Can a 3-D Avatar Make a Better Impression Than You Ever Could?

A new book, Infinite Reality, predicts that 3-D conferences with avatars are coming – big time – as consumer technology is suddenly catching up with the work taking place in virtual-reality laboratories in academia.

The authors point to three developments in the past year: the Microsoft Kinect system, the Nintendo 3DS gaming device, and the triumph on “Jeopardy!” of I.B.M.’s Watson computer.

“These three events have been paradigm-shifting for avatar conferences,” says Dr. Jeremy Bailenson, the book’s co-author and founding director of Stanford’s Virtual Human Interaction Lab. “Virtual reality scientists have been waiting for these events for decades — and the technology is finally ready for the living room and the cubicle.”

The Kinect tracking device, sold for $150, shows that it’s now practical for you to control your avatar simply by moving around the living room — no more need for special suits or elaborate sensors in a lab. Nor do you have to wear special glasses to see in 3-D, -- the new $250 Nintendo 3DS beams a three-dimensional image to the naked eye.

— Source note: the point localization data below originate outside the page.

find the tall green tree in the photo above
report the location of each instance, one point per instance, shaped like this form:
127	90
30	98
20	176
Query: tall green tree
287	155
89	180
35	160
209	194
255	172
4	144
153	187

With these technologies — and a few tricks already been done in the lab — you can sit at a virtual conference table and exchange glances with the avatars of the other participants. Unlike the two-dimensional avatars that are already convening on Second Life and World of Warcraft, your avatar would appear to be three-dimensional, and you’d feel immersed in the scene as you looked around at the other participants from the eyes of your avatar.

The book predicts:

1) Without leaving your living room or office, you’ll sit at three-dimensional virtual meetings and classes, looking around the table or the lecture hall at your colleagues’ avatars.

2) Your avatar will be programmed to make a better impression than you could ever manage.

3) While your avatar sits there at the conference table gazing alertly and taking notes, you can do something more important: sleep.

Now that computers like Watson have gotten so good at emulating humans, avatars could be programmed to go on autopilot during a class or meeting, according to Dr. Blascovich and Dr. Bailenson. In “Infinite Reality,” they imagine a slacker named Dave who sleeps in while his avatar attends an 8 a.m. corporate meeting.

“Dressed impeccably in a digital Italian suit, the avatar was programmed to be a perfect participant,” they write. “It laughed at jokes (taking cues from voice inflection changes of the other avatars), nodded in all the right places, and dutifully recorded the details of the discussion.”

To make a really good virtual impression, Dave could exploit a tactic that has been demonstrated in experiments involving politicians' faces. When researchers partially morph a person’s face with a politician’s, that person becomes more likely to approve of the politician — and has no clue why.

As long as the ratio of the politician’s features remains below 40 percent, the person doesn’t even realize the photograph was doctored.

Therefore, you could conceivably create an avatar with a face partially morphed with that of anyone in the room that you wanted to impress. In fact, you could customize it so that each person saw a face containing some of his or her own features. That would presumably make you more popular with your colleagues or clients — who, of course, might be using exactly the same strategy by displaying avatars morphed with your facial features.

There’d be a lot of love in the room, assuming that any of the avatars’ owners were actually awake.